It is certainly debatable what an ideal pass rate for licensing exams should be. If the pass rate is high, that means almost everyone gets through. Then the tests don’t serve a meaningful function. (That’s pretty much the status quo.) If the pass rate is low, it raises questions about the validity of the exam, given how much time most examinees spend preparing for it. But what makes a pass rate too high or too low? Given that the exams don’t do much of anything anyway, it’s hard to say for sure.
But it does raise eyebrows when pass rates for a single exam fall off a cliff, as seems to have happened for California MFTs over the past year. Here’s the data provided by the state’s Board of Behavioral Sciences for first-time test-takers on the state’s clinical exams:
Counselors had a rough go of it in the third quarter of 2016, but that could simply be random noise. The LPCC license is still fairly new in California, and so very few people actually take the clinical exam. There were about 20 first-time test-takers per quarter shown here. For MFTs, however, the sample size is much larger, with several hundred first-time test-takers each quarter since the new exam began in early 2016.
It is normal for tests to fluctuate a bit in difficulty with each test cycle, but on the MFT Clinical Exam, the passing score is supposed to fluctuate to account for that. Tougher exams have lower score requirements to pass. It doesn’t stand to reason that the examinee pool has changed dramatically over a single year. So how is it that the pass rate has dropped from nine out of 10 to just more than half?
I’ve reached out to the BBS for comment, and will update this post when I hear back. Notably, California is the one state in the country that doesn’t use the National MFT Exam. It uses a state-based exam instead.
Update, May 8, 2 pm: BBS Assistant Executive Officer Steve Sodergren provided this explanation from their Exam Development office (emphasis mine):
In a typical examination cycle, the candidate distribution is comprised of the following three groups: (1) first-time test takers who achieve a passing score, (2) first-time test takers who do not achieve a passing score, and (3) repeat test takers. When the LMFTCE exam went into effect in January of 2016, the candidate distribution was atypical. All candidates who sat for that examination had taken and passed the Standard Written examination, and many had also taken the Clinical Vignette exam. It appears the distribution remained atypical for the next few subsequent administrations. Due to this anomalous situation, a higher passing rate for these administrations was expected to be seen than those for a typical distribution.

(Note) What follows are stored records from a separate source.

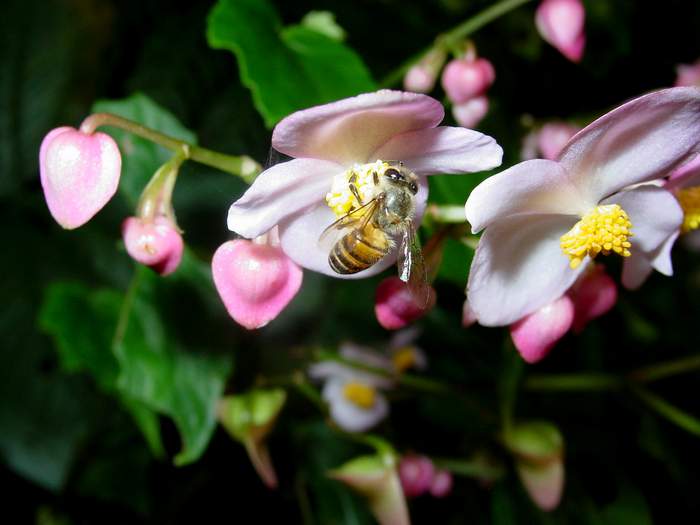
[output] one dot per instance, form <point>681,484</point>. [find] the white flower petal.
<point>443,150</point>
<point>534,186</point>
<point>350,130</point>
<point>299,237</point>
<point>519,267</point>
<point>280,191</point>
<point>641,140</point>
<point>347,414</point>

That would be a sensible explanation if the pass rate for first-time test-takers in 2016Q1 were unreasonably low, but it doesn’t make a lot of sense for the pass rate to be unusually high. Repeat test-takers typically pass an exam at a lower rate than those taking an exam for the first time. As those repeat test-takers from the (now outdated) WCV became a lower and lower proportion of what the BBS data would call “first-time” examinees, the pass rate for first-time test-takers should come up, not down. I’ll gather more info and post another update if warranted.